Antes de salir estiró las piernas. Hacía frio y estaba bien abrigada. Se puso la capucha de la campera de Gabriel y comenzó a trotar. Para cuando llegó a la plaza, ya estaba corriendo al ritmo de siempre, tal vez más rápido. Por mucho que lo intentara, no podía pensar con claridad últimamente, no tenía consciencia de su cuerpo ni de sus movimientos desde… bueno… desde lo que les había pasado. Disminuyó de a poco la velocidad, hasta que se quedó parada ahí, contemplando el horror que se le presentaba esa mañana de invierno.
Unos meses antes, Martina había llegado a su ciudad a las cinco de la madrugada, en colectivo. Volvía desde un pueblo, donde había participado en un festival de boxeo amateur. Martina fue acompañada por su novio Gabriel. Mientras iban caminando a su casa, sacó de la mochila el celular para avisarle a su mamá que ya estaba en la ciudad.
—No saqués eso ahora —dijo su novio—, están todos saliendo de los bailes.
—Le aviso a mi vieja que llegamos y lo guardo enseguida —respondió Martina.
Por todas partes había patotas, algunos iban borrachos y en otros lados grupos de chicas que iban una al lado de otra, muy pegadas por el frio. Martina acercó el celular a su boca para mandar el tercer audio, cuando de repente un muchacho se lo quitó de la mano y siguió caminando como si nada. Martina quedó parada y miró a su novio:
—¡Me quitó el celular!
—Ya fue, déjalo. Te dije que no lo sacaras.
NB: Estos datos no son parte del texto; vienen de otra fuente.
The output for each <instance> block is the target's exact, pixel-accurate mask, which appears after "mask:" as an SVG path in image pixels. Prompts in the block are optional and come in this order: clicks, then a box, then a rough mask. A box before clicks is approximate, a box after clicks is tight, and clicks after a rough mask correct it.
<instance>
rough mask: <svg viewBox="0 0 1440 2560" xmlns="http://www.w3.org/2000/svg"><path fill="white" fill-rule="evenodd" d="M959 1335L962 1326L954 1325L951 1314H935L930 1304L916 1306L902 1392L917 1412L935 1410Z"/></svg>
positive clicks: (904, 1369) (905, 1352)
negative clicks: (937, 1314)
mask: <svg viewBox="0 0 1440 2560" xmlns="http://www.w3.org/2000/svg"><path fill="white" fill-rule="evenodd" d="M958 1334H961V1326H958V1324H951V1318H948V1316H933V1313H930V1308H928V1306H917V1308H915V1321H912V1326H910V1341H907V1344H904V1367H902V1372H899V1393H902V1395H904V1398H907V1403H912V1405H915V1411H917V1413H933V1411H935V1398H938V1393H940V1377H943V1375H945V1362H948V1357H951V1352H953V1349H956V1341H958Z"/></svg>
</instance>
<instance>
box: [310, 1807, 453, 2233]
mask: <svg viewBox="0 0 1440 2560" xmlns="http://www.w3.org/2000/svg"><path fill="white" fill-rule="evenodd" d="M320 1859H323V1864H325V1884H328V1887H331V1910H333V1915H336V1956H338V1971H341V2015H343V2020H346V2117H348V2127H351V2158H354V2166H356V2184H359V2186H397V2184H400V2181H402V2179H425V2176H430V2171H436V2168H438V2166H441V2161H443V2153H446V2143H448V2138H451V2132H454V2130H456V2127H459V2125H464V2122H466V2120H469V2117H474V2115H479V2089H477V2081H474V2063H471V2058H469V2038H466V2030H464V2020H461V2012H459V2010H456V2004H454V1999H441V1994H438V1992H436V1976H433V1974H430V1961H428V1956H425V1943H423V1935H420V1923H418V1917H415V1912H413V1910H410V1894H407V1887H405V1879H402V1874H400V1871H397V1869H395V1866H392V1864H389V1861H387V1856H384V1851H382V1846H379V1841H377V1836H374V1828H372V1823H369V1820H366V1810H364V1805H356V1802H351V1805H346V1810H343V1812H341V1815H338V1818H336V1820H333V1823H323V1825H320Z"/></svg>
Martina corrió detrás del ladrón que iba con otros cinco tipos. Agarró al chico del buzo y le gritó:
—¡Dame el celular!
Martina le lanzó un derechazo en la nariz y el joven cayó al suelo, luego una combinación de cuatro golpes a otro y quedó noqueado. Y así seis vagos se enfrentaron a una campeona del boxeo amateur. Llegó un patrullero y un policía tuvo que sacar a Martina de arriba del chorro porque le estaba rompiendo toda la cara a golpes. Martina recuperó el celular, pero Gabriel quedó tirado en el suelo, ensangrentado, todo golpeado y con una navaja clavada en el estómago. La chica se acercó nerviosa a él, con los ojos llenos de lágrimas y se arrodilló a su lado. El chico quiso decirle algo, pero no pudo. Pronto la boca se le llenó de sangre
No se supo cuál de todos le clavó el cuchillo. Además le habían pateado la cabeza, provocándole un traumatismo de cráneo. Como Martina no había visto quién había apuñalado a Gabriel, los tiempos de la Justicia se prolongaron más de lo que ella podía soportar. El cuerpo quedó en la morgue judicial, y la sensación de que todo quedaría en la nada flotaba en el aire. Durante la semana siguiente, Martina recibía amenazas continuamente con llamadas anónimas a su teléfono fijo diciéndole que se cuide en la calle. Los asesinos conocían a Gabriel de vista porque su barrio quedaba cerca al de ellos y lo odiaban porque era de una barra rival. Sus vecinos con dolor y bronca decían: “Era un muchacho buenazo”, “Re humilde y bueno”, “Era educado y se vestía bien”. Uno de los atacantes confesó que su amigo le quitó el celular a propósito a la chica para pelear con él, no con ella. Les salió mal la jugada.
Unos días después soñó con él, estaban entrenando como siempre, estaba vivo… ¡vivo! Ella lo besaba y no podía creer que lo tuviera con ella otra vez. Pero luego veía la sangre brotando otra vez del estómago y la boca. Cuando despertó, tomó de la mesa de luz el celular y, con lágrimas en los ojos, escribió “Te extraño mucho” y lo compartió como estado en sus redes, con una foto en la que estaban juntos, posando con los puños como boxeadores en su última pelea.
A la mañana siguiente, se puso la capucha de la campera de Gabriel y comenzó a trotar. Cuando se detuvo en la plaza, encontró los cuerpos clavados en los árboles. Los tipos que los habían atacado, que habían matado a Gabriel, estaban desnudos, inmóviles, pálidos. Los brazos abiertos, con estacas en las manos. Las bocas abiertas de forma inhumana, y el horror… el horror en la mirada. Y en el pecho de uno de ellos, marcando al asesino, un mensaje tallado en carne y sangre: Yo también te extraño, Martina.